Sin embargo para cambiar la percepción de la sociedad y poder alcanzar un proceso de formación de opinión en un sistema democrático con las características de participación popular que tiene el venezolano, es necesario hacerlo con ideas y proyectos que respondan de manera satisfactoria al público que aspira el cambio, y no con los burdos métodos que están siendo utilizados por los medios.

Es frecuente encontrarse en la prensa venezolana con noticias inventadas que al poco tiempo son descubiertas, como parte de la campaña de desacreditación en torno a los líderes del proceso, aquí suelen ser victimas las figuras públicas del oficialismo como diputados o líderes sociales.

Los formadores de opinión se valen del medio para intentar crear estereotipos negativos de los seguidores del proceso y del mismo presidente Chávez. Así como de exaltar supuestos valores de los grupos de oposición, y en los casos más radicales ridiculizan al extremo toda tendencia de la opinión pública y llaman a la confrontación abierta entre ambos bandos.

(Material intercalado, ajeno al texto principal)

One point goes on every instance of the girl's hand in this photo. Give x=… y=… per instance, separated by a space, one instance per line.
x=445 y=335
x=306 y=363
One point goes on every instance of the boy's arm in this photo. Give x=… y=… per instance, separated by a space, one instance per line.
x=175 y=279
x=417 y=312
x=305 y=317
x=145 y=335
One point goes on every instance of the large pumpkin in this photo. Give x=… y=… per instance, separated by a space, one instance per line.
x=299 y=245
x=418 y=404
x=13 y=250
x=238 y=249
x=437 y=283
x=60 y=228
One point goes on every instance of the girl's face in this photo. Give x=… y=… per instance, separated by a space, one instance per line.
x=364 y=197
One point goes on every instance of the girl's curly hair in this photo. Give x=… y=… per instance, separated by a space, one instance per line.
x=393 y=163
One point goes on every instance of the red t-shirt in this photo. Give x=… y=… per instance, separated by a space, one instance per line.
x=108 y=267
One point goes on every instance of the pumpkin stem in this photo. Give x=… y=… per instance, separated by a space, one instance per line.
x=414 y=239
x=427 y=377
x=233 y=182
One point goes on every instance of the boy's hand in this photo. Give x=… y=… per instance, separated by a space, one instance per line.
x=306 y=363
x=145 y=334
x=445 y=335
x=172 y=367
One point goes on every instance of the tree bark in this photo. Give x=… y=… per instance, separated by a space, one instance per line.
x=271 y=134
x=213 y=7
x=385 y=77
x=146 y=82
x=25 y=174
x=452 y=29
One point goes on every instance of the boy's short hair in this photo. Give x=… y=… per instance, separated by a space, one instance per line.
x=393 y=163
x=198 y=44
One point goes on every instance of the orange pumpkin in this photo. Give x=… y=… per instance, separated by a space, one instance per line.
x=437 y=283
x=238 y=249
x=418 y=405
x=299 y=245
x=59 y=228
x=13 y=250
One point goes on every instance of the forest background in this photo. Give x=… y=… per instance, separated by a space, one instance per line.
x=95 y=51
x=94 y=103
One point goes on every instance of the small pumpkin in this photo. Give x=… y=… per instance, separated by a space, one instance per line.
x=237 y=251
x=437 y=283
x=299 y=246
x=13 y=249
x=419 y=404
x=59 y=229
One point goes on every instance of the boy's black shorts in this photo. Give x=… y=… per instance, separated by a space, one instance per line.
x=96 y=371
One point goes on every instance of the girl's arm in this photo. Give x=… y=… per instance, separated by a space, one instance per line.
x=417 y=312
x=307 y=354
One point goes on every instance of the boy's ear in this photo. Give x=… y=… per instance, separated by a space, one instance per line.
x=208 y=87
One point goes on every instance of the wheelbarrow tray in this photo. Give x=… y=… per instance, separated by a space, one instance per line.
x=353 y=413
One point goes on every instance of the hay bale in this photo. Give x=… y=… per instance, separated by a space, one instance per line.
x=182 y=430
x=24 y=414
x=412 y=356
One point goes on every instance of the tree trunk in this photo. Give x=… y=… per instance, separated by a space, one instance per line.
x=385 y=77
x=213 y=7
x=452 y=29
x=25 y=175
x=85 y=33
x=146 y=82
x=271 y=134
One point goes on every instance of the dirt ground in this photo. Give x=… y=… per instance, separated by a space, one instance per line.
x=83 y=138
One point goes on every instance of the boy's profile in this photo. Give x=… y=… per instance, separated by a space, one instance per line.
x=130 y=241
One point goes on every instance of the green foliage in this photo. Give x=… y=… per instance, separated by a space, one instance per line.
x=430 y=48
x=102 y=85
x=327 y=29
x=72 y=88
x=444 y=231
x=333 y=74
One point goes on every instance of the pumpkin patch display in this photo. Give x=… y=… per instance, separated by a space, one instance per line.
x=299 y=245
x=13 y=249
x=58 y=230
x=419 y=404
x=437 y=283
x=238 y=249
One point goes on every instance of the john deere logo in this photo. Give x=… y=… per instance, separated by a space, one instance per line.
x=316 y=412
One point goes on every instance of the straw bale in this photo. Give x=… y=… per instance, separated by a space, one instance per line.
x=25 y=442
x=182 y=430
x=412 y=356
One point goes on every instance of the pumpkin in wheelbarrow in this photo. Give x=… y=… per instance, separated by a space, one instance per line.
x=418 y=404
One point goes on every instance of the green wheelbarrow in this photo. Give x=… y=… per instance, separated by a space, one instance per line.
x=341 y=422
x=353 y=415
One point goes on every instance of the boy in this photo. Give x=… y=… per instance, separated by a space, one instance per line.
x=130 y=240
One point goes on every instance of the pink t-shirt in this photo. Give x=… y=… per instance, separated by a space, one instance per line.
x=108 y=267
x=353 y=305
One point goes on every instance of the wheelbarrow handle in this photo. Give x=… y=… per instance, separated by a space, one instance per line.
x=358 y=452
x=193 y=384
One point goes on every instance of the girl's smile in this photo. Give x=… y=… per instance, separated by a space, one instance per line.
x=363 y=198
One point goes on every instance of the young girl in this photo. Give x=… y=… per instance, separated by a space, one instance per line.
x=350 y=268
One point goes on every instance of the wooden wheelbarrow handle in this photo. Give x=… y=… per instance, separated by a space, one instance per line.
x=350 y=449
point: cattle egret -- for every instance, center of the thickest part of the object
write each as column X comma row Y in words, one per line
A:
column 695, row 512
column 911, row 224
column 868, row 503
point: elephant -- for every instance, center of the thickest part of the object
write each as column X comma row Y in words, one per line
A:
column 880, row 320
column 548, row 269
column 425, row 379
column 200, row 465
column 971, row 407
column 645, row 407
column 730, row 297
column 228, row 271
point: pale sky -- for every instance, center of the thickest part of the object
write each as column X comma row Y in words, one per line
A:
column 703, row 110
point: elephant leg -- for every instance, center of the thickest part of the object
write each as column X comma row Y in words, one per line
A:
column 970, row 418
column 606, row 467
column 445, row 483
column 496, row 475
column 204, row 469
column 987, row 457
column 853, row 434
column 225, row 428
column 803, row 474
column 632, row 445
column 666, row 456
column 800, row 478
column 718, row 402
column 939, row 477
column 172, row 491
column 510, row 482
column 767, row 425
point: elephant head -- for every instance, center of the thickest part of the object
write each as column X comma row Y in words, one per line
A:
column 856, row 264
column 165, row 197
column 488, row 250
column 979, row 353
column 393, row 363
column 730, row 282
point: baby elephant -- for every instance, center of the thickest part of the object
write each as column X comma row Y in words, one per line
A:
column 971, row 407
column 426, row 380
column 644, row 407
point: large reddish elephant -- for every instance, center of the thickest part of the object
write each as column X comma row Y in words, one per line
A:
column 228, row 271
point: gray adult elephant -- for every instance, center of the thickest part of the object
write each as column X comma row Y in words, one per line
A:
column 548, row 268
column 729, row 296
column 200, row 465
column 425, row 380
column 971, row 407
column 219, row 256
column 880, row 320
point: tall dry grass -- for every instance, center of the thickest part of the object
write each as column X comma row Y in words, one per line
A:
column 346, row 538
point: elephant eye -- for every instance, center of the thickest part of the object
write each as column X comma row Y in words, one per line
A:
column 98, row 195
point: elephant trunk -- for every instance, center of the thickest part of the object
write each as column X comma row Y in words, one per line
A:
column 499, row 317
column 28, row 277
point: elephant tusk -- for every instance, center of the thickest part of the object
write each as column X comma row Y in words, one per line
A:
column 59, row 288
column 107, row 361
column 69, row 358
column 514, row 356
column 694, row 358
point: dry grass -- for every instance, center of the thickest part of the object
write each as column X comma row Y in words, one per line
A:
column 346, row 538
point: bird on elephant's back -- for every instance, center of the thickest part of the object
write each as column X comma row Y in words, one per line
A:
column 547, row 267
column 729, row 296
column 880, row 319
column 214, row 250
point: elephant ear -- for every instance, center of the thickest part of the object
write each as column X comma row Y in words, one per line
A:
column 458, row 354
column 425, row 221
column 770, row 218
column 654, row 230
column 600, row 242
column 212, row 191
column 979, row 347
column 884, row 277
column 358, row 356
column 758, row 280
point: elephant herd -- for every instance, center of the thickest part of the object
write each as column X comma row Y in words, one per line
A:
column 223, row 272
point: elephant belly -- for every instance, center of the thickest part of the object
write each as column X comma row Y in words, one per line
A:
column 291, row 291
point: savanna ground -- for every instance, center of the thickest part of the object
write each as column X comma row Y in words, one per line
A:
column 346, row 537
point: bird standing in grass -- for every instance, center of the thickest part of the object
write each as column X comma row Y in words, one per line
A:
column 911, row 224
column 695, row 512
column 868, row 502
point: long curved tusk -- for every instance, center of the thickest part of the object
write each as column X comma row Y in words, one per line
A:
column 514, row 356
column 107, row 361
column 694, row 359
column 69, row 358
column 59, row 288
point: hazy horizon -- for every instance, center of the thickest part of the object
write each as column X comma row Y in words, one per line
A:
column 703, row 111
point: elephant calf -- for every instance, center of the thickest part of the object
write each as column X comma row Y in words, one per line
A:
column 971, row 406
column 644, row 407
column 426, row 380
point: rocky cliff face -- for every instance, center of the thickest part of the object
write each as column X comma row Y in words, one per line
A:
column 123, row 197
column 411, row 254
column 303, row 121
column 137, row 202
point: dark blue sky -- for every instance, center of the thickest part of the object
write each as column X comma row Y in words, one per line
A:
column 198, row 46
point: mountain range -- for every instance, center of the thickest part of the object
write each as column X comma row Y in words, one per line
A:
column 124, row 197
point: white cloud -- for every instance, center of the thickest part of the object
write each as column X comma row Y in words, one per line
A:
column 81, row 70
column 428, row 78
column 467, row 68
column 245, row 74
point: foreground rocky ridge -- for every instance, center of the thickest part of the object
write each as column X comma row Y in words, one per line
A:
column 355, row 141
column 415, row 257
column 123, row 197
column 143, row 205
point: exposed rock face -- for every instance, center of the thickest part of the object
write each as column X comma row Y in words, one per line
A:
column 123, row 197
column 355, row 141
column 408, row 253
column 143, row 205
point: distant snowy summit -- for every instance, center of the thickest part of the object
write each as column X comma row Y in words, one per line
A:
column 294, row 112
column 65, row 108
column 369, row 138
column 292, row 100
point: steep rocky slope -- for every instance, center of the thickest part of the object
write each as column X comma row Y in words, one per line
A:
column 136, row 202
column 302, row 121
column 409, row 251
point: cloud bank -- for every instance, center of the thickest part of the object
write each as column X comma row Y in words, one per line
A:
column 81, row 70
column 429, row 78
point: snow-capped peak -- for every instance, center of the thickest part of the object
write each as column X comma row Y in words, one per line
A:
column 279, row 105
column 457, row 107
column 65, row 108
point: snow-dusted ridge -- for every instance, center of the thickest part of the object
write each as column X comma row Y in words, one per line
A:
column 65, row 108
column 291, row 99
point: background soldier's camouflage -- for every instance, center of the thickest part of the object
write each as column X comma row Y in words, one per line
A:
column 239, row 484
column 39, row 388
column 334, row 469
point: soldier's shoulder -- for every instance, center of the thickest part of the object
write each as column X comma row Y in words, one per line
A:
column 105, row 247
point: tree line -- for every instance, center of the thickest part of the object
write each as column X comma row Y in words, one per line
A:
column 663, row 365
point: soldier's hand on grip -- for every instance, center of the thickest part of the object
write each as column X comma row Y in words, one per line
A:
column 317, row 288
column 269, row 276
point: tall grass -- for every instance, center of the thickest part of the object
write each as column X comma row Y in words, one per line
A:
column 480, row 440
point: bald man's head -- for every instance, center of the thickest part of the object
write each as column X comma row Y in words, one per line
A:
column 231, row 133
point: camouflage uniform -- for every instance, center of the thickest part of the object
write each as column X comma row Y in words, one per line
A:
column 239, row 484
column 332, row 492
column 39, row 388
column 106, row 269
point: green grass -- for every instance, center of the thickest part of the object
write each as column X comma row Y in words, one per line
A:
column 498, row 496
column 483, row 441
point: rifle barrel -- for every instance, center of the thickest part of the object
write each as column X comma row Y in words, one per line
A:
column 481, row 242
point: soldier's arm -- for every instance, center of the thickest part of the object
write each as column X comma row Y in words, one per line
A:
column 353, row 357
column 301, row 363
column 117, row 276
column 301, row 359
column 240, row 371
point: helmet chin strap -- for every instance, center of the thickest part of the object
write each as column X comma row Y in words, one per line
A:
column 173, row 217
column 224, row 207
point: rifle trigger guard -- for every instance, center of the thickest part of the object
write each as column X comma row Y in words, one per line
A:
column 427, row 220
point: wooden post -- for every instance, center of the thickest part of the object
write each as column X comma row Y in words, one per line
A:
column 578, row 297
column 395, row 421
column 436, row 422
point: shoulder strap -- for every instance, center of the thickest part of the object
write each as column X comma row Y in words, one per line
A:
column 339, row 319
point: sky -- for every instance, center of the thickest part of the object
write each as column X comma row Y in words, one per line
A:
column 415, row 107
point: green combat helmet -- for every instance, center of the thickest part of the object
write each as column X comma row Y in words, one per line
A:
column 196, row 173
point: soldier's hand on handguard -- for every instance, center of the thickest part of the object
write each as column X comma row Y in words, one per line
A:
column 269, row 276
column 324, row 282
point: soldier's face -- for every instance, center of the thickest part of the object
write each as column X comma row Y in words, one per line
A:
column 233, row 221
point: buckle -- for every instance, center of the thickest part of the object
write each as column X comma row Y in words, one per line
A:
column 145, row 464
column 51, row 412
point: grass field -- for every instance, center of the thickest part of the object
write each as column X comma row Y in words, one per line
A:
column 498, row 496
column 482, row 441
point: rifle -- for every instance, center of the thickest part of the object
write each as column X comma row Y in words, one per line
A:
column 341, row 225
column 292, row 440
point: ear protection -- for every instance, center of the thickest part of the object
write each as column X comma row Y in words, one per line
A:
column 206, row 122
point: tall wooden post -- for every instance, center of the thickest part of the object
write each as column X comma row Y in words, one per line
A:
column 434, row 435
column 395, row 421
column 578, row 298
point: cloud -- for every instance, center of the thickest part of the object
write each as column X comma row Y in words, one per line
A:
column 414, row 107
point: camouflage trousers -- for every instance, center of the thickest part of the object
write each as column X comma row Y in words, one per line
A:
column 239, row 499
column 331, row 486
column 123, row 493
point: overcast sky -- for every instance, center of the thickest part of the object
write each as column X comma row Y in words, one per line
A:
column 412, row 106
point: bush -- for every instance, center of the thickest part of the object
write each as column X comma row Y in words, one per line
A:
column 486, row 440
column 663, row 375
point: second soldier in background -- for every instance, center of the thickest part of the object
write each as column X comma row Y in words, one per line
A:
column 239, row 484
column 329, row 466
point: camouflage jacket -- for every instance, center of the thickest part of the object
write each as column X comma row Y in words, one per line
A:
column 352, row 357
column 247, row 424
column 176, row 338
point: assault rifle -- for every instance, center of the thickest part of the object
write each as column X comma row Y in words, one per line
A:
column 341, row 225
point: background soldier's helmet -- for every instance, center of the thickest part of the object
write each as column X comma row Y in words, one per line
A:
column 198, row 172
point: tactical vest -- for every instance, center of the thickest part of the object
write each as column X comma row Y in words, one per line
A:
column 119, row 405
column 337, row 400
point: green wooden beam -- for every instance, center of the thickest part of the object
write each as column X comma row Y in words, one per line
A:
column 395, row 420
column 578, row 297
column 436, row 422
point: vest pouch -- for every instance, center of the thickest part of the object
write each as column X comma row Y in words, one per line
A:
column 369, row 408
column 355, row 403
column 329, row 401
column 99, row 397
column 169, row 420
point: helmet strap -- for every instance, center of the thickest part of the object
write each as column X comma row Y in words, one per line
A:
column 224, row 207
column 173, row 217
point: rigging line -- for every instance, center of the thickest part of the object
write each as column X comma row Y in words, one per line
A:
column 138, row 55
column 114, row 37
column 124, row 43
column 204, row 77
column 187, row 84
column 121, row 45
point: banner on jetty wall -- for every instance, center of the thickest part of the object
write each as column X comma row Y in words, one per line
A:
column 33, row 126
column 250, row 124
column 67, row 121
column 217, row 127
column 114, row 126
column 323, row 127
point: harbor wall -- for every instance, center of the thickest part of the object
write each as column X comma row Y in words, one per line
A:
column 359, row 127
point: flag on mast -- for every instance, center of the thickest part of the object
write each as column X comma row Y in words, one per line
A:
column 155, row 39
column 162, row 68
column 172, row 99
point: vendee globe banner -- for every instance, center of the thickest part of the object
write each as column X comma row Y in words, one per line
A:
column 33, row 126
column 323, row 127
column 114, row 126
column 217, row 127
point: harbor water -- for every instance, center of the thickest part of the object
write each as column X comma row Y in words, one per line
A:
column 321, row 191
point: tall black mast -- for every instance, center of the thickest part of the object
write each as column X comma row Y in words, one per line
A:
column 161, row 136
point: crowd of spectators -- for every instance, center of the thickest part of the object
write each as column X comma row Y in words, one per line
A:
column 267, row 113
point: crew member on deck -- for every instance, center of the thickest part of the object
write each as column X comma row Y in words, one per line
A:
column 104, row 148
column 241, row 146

En las mediciones de opinión también se valen de la manipulación de la información con preguntas tendenciosas o ediciones de la realidad para buscar en su público reacciones elaboradas que contrarresten las acciones espontáneas de la sociedad civil.

La prensa venezolana es hoy el medio propagandístico de la oposición y su propuesta se encamina hacia un solo lugar, crear los prejuicios que sean necesarios para intentar frenar la propuesta del presidente Chávez, manipular la información y la opinión pública lo que haga falta para vencer a la mayoría por cualquier medio, incluso la instalación de un régimen antidemocrático, provocar desestabilización económica y social para exacerbar la crisis para que se vaya Chávez, minimizar las expresiones democráticas del gobierno y sus seguidores para fortalecer la campaña de desacreditación del régimen no sólo en lo territorial sino también en el ámbito internacional tratando de aislar al gobierno para forzar su salida, y un largo etcétera de actitudes similares poco éticas y alejadas de la opinión mayoritaria que se expresa continuamente por todos los medios a su alcance para lograr sus objetivos de cambio enmarcados en la constitución de 1999, aprobada también por el pueblo en las urnas.

En el otro lado se encuentra la opinión pública con muchos sectores como la oposición, desde grupos que se enfrentan abiertamente contra la oposición y otros mas moderados que pretenden recuperar la opinión publicada o generar nuevos espacios donde la publicidad no sea un condicionante que use el medio como divulgador de propaganda que en mucho de los casos es sutil y vedada.

La opinión pública mayoritaria en Venezuela está formada por la sociedad civil activa, que con el actual proceso creció y maduró notablemente en un lapso de tres años tomando conciencia política y traduciendo esto en actos y actitudes en las que continuamente se miden fuerzas de uno y otro lado, pero que la opinión publicada manipula, sin darse cuenta, que no hay ninguna evidencia en la que la opinión publicada cuando es adversada por tantos pacíficamente, como es en el caso Venezolano, y en este momento donde las ideas no pueden ser silenciadas de manera sencilla por los recursos tecnológicos con los que la ciudadanía cuenta, haya podido ocultar en poco tiempo, pues la comunicación cara a cara es la que fortalece la opinión de las mayorías, aún cuando los medios de comunicación privados cuenten con auspiciantes que a pesar de la crisis de credibilidad de los medios sigan subsidiando la ideología que en ellos se insiste en mantener viva.